Javier Sánchez de Dios

El “cajonazo”

Esto de la política, que lo abarca ya casi todo de una u otra manera, tiene –quizá por eso– un margen en apariencia inagotable para las sorpresas. Y algunas son tan grandes que dejan perplejos hasta a los más experimentados observadores. De esos que creen haber visto ya todo cuanto el oficio puede abarcar incluyendo también los sustos. Uno de ellos, en sentido figurado, es el que se deriva de la noticia que acaba de publicar este periódico acerca de las finanzas de los concellos gallegos. Las de verdad, claro, porque si se juzga por las cifras, es evidente que en las administraciones municipales abundan las prácticas, por lo menos las contables, de Antoñita la fantástica.

Es cierto que desde la reforma de la L. R. L. que llevó adelante el añorado Gobierno de Felipe González, restándole capacidad de acción a los funcionarios de cuerpos nacionales entregándosela a los políticos las cosas cambiaron, y algunas para mal. Y también lo es –cierto– que no en todos los ayuntamientos pasa lo del desorden financiero, matiz que ha de acompañarse con el de que no se trata de prácticas ilegales, sino de trucos burocráticos que a veces sirven tanto para un roto como para un descosido. Por ejemplo, el que narraba FARO, referido al sistema de guardar en un cajón –se supone cerrado y olvidado– para permitir los juegos malabares de los responsables en abonar facturas de proveedores.

Por citar el mismo ejemplo de “eficacia”, que no eficiencia, en los balances económicos que describía el periódico, ese lugar de almacenaje documental permite cuadrar las cuentas de un periodo concreto. Pero las cifras totales de los cajones obligan a tomarse en serio el caso: en el primer trimestre, el aumento del truco fue del 41% y el valor total de las facturas pendientes rozó los 40 millones de euros. Y, peor aún, el método perjudica más a los ciudadanos que no utilizarlo dañaría a los concellos implicados. Además de que la situación obliga a otras reflexiones, referentes, por expresarlo de algún modo, a algo que parece estar olvidándose en la praxis habitual y que se llama moral pública.

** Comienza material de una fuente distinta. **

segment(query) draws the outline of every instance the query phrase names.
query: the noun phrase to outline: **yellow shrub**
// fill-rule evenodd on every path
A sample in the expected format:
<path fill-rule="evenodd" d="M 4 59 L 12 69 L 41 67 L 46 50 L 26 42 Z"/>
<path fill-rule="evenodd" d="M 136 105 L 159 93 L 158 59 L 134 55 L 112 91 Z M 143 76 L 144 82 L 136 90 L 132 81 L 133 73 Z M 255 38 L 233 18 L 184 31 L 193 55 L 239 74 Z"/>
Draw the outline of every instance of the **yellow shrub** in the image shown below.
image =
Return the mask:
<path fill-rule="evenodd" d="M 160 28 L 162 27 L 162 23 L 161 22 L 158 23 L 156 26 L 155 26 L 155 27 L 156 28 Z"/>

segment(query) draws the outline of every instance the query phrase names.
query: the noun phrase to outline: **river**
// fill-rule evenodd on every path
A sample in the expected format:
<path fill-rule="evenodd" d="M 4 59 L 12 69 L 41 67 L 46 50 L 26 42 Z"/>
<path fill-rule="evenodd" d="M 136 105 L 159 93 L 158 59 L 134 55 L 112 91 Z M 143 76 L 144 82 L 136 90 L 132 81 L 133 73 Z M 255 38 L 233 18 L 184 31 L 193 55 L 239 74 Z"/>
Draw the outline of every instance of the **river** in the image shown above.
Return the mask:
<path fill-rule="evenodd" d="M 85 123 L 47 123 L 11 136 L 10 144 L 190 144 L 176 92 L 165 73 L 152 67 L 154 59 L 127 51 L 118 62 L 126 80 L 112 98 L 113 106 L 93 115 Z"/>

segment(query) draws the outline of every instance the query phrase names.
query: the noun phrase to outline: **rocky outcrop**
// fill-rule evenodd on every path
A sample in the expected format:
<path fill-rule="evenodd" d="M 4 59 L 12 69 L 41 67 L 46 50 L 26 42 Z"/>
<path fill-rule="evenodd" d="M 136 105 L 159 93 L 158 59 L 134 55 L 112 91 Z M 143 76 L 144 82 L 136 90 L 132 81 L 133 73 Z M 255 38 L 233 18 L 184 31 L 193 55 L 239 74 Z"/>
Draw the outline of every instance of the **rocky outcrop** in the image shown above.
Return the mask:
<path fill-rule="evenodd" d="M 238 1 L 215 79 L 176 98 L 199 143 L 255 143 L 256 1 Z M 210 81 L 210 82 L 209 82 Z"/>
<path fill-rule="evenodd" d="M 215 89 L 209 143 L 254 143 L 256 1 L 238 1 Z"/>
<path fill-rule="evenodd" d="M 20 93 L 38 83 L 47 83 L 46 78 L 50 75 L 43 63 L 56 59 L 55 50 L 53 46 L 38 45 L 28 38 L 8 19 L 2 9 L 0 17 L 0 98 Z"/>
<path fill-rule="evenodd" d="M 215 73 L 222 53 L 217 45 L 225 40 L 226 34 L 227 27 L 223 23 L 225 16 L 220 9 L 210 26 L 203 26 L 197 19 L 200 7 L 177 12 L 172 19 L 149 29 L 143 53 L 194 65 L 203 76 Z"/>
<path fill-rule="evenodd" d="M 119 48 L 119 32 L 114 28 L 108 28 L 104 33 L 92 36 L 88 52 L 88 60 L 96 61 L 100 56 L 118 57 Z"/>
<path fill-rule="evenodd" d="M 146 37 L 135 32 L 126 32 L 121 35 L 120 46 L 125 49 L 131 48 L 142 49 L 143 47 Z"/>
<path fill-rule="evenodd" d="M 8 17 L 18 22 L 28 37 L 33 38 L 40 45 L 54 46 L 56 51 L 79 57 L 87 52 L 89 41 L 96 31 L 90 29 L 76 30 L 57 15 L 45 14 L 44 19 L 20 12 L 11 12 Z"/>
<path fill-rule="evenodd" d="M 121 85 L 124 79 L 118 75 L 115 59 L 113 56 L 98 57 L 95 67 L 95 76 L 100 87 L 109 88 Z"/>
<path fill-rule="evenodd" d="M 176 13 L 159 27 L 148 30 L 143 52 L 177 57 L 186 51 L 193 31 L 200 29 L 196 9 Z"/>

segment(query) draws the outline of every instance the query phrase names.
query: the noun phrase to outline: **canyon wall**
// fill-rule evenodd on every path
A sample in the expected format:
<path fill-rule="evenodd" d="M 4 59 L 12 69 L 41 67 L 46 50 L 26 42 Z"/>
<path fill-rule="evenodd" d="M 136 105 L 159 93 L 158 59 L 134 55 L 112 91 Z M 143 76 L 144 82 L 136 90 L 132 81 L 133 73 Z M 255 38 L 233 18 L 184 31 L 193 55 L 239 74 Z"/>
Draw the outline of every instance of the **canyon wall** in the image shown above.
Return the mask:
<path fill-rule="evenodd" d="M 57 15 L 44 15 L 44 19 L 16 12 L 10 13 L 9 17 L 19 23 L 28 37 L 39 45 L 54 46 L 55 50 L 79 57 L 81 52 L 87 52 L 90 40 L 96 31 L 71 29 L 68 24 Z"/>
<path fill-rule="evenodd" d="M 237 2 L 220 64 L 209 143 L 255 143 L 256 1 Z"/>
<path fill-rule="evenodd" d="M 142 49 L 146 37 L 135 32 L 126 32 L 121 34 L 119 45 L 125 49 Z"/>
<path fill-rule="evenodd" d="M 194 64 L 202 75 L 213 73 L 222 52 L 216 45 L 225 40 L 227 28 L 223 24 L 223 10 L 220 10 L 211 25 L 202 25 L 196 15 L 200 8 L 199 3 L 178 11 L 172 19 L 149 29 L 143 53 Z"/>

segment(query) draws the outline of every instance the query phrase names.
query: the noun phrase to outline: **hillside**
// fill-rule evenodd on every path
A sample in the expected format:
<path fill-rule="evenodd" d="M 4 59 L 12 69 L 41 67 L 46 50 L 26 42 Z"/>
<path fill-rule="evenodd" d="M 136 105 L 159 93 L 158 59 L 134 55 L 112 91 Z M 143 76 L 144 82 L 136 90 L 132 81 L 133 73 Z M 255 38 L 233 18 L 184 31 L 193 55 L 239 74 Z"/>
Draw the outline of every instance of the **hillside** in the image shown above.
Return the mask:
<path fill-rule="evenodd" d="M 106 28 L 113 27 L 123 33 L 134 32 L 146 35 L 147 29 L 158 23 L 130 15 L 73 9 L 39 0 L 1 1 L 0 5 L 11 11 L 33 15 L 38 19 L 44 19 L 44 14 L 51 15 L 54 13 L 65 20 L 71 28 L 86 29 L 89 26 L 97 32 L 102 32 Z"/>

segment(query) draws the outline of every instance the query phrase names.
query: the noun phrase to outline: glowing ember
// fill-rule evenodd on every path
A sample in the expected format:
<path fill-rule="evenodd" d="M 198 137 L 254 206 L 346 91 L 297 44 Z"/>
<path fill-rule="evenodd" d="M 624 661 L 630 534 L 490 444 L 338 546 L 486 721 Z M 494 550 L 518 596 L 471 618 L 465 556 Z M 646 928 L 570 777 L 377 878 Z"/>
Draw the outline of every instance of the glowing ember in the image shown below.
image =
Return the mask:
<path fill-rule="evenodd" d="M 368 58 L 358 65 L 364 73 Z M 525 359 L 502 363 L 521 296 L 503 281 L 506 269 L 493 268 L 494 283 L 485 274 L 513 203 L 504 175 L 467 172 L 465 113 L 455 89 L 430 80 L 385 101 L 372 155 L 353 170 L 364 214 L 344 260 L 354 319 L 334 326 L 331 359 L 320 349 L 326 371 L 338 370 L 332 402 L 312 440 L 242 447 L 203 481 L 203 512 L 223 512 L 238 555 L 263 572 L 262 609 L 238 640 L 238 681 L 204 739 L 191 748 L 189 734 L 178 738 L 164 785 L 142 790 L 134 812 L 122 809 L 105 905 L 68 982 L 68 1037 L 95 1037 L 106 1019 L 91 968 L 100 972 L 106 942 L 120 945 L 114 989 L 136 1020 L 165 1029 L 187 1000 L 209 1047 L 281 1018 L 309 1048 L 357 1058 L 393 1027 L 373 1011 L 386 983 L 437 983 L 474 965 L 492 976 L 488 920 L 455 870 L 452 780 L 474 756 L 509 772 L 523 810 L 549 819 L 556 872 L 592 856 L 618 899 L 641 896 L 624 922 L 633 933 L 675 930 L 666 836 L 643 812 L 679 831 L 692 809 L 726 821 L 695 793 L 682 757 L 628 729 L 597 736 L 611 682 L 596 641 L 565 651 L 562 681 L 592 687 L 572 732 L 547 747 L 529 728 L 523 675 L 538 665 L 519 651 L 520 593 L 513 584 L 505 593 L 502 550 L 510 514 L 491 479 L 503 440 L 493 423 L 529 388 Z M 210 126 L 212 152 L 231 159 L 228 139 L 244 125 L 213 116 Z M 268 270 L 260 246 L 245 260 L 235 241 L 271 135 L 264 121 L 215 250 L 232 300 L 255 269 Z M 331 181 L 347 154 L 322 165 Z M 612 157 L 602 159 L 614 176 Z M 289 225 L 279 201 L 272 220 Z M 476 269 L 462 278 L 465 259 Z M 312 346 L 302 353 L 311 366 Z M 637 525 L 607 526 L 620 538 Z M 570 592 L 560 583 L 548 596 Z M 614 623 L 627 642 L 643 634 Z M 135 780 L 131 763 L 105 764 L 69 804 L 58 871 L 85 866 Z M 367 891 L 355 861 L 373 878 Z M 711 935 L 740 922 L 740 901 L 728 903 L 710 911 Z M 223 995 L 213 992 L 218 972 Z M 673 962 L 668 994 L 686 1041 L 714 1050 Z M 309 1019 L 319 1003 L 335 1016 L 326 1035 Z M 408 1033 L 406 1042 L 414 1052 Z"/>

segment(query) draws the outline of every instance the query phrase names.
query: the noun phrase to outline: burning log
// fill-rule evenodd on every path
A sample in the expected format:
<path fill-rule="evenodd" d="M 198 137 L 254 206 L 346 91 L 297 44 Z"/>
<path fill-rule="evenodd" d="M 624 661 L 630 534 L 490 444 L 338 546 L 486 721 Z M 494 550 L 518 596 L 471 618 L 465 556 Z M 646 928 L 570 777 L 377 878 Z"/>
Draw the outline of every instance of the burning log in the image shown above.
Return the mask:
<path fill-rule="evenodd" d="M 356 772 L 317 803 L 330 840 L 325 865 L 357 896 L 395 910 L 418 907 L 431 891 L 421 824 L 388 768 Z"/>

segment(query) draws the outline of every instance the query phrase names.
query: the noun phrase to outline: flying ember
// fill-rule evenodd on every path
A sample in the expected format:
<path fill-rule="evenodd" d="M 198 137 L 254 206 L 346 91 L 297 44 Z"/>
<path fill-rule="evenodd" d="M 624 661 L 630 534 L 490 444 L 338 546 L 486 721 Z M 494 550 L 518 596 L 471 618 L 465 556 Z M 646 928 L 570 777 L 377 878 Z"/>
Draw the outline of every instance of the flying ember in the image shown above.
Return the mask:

La primera observación es que mientras los municipios en que se detectan esas prácticas lo hacen quizá con impunidad, cualquiera de sus habitantes, caso de impago o retraso, es sancionado con recargos y/o multas cuya firma debería enrojecer el rostro de quienes las rubriquen. La segunda, sobre la frivolidad con que se aplica el método, que probablemente pone en muy serias dificultades a los deudores que no ven pagados a tiempo sus servicios y que, en su caso, no pueden acudir, como quienes no les pagan, al sistema del –y hay que andar con pies de plomo para no errar la primera vocal– “cajonazo”. Es decir, meter donde no se vean las notificaciones correspondientes a sus deudas.

Expuesto toso ello, que no es sino un punto de vista personal, no debe quedar en el tintero otra llamada a la conciencia “didáctica” de la política bien entendida. Y es que las federaciones municipales y provinciales –la española como la gallega– que frecuentemente reclaman del Estado o las autonomías más recursos y una reordenación de sus derechos y obligaciones, podrían, deberían quizá, ocuparse de poner orden en su mundo. Porque no tiene demasiado sentido exigir a otros que hagan lo que ellas no parecen atender con eficacia. Y aunque el mejor escribano echa un borrón, cuando ocurre hay que corregirlo y procurar que no se repita. El “cajonazo” no es el mejor remedio.